それでは、常に、現状(=常識)に対して、健全な疑問を持てるような状態にしておくには、どうすればよいだろうか。
これは、大変難しい課題であるが、必要な条件の一つとして、全員が目標を正しく理解し、厳しく共有するということが挙げられると思う。つまり、ある状況に対して、様々な視点から意見を戦わせるが、最終的な拠り所(目標)の達成に対してポジティブになる方向で全員が思考し、判断するという状態である。
そして、このような行動が、自然に、当たり前のこととして行われるようになる必要がある(一般的には稀な状態)。
このような状態になるには、個々人の行動特性に加えて、チームとしての行動特性(チーム・コンピテンシー)を研ぎ澄ましていく努力が必要になる。また、チームとしての経験値の蓄積が、大きな力になるであろう。
さらに、このようなタフな課題にチャレンジするインセンティブ、そしてモチベーションの維持、向上が必須である。いろいろなやり方があると思うが、この「プロセス責任」の重要性に見合うステータスを担当者に与えることが基本である。
年金運営を念頭において、「プロセス責任」の果たし方について述べてきたが、これは年金運営の世界だけの話ではない。
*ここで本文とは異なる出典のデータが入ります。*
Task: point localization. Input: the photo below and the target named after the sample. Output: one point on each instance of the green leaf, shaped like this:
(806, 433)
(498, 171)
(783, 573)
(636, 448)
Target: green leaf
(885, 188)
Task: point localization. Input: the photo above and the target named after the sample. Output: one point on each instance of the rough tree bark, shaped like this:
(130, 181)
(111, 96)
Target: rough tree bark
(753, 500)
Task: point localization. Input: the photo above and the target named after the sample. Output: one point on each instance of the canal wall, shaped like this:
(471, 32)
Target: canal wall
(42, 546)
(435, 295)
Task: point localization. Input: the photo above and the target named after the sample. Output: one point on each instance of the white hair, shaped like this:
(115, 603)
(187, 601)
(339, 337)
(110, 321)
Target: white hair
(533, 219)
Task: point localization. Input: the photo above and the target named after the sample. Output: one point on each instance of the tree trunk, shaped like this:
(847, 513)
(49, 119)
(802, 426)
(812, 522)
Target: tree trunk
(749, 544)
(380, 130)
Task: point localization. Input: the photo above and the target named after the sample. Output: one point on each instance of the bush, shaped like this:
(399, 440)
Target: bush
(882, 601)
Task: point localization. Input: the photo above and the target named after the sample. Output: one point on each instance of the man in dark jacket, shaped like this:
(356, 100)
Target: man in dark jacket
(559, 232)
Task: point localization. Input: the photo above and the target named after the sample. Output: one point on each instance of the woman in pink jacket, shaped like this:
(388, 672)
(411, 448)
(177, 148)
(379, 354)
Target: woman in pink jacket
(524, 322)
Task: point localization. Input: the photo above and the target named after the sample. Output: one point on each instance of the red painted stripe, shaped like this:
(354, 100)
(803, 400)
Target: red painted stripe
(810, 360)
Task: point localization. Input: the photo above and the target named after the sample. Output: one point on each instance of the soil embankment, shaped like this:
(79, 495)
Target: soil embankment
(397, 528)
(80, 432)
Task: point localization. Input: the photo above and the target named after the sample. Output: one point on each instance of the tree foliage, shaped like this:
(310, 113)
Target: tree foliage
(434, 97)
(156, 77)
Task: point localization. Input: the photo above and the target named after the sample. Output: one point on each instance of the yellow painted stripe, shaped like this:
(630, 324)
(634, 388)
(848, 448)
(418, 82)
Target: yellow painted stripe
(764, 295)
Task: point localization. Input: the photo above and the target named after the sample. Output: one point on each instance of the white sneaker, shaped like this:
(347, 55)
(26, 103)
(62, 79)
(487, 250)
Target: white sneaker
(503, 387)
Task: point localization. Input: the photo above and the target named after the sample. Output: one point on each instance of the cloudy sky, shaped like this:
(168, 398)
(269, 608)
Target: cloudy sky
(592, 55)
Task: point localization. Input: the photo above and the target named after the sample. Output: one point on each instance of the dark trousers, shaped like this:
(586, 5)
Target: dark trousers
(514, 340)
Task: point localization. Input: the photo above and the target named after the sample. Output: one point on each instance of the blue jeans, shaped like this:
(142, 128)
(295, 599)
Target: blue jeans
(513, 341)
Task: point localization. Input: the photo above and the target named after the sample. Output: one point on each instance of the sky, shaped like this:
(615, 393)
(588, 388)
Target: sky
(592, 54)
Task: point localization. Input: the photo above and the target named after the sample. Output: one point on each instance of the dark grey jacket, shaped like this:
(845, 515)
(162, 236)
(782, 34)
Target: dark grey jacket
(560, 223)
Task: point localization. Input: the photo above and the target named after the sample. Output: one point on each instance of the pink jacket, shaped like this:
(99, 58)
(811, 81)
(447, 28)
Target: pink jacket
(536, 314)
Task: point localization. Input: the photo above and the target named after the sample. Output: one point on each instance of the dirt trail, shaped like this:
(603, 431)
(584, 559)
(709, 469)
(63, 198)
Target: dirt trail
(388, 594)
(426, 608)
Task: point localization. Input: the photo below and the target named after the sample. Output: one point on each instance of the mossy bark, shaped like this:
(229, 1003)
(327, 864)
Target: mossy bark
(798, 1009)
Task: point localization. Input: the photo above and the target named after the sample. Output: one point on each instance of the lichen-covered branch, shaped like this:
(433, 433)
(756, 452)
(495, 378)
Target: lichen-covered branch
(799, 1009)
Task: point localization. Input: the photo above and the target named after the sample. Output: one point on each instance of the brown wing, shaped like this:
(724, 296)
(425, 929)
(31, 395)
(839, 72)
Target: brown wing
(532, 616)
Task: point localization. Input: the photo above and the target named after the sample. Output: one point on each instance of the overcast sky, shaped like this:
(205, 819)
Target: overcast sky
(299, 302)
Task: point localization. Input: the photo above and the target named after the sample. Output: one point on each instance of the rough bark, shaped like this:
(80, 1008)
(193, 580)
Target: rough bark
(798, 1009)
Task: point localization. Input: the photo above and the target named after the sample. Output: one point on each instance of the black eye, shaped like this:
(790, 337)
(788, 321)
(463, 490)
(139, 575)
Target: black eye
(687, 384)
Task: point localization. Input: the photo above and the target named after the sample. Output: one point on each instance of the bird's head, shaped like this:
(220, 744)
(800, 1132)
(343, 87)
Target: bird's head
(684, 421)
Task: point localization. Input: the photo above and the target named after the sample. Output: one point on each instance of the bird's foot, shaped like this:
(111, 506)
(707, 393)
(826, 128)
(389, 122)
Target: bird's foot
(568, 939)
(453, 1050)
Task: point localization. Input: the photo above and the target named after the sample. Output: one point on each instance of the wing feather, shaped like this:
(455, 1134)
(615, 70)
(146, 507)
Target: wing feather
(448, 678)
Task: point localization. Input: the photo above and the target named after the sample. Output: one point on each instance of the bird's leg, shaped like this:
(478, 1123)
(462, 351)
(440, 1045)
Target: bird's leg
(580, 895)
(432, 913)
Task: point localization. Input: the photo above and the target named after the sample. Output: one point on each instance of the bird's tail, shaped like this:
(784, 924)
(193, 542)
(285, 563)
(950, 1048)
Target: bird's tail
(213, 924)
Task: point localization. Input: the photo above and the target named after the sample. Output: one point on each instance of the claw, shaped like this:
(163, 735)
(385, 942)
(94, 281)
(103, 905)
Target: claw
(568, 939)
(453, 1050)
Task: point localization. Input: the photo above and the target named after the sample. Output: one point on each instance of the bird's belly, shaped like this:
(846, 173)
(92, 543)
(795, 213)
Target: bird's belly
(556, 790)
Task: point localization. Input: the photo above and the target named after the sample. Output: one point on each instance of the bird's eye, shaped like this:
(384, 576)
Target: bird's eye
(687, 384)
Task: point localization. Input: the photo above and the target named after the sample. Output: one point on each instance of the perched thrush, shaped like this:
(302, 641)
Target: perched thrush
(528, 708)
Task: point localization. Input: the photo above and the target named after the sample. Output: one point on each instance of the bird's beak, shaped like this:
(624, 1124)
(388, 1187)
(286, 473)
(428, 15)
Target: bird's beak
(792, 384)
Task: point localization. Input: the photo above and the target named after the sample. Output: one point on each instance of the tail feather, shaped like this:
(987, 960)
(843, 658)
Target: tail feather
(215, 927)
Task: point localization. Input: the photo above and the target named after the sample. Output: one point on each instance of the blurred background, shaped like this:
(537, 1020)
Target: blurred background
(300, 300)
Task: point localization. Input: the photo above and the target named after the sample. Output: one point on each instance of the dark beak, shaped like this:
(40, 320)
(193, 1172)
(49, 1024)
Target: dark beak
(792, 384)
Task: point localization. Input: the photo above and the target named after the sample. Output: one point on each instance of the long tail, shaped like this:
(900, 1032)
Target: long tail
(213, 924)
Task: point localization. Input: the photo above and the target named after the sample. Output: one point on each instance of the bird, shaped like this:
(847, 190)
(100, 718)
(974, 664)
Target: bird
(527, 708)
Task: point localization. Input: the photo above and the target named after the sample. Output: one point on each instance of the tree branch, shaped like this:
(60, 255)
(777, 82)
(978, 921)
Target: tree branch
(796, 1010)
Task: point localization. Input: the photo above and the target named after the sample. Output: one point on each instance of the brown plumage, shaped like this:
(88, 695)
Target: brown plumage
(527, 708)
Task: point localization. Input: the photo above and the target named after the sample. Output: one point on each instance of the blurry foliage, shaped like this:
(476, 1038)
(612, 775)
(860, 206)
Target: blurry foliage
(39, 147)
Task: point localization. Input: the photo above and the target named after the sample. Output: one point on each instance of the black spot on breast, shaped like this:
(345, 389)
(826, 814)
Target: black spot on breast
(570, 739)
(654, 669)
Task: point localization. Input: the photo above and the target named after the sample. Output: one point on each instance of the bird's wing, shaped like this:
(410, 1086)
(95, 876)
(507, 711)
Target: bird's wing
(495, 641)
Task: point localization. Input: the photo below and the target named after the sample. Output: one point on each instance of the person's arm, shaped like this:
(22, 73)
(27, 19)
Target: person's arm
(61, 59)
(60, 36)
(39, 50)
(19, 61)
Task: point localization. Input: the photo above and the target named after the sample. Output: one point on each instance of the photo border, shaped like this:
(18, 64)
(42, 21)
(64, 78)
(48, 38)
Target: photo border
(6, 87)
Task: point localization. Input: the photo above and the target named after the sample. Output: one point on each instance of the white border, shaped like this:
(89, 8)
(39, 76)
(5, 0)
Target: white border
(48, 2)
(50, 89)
すべてのビジネスのマネージが、最終的な「結果責任=企業価値の向上」を果たすために、ベストな「プロセス」を目指している。それは、「リスク」という不確実な将来に対する挑戦であり、合理的な意思決定の追求である。
そして、ここまで述べてきたように、年金運営は、このような「リスク」に対するマネジメントとガバナンスにおけるバトル・フィールドの「最前線」にいる。
したがって、「何をすべきか」ということは年金運営もビジネスも基本は同じである。さらに、ビジネス面において、年金運営から学ぶべき点や、共有できる部分も多い。
私たちは、新しいコンサルティング・フィールドとして、年金運営を起点にしてビジネス全般に展開できる、これからの「リスクのマネジメントとガバナンスのあり方」の追求を始めている。これが、近い将来、皆様のビジネスに貢献できれば、と考えている。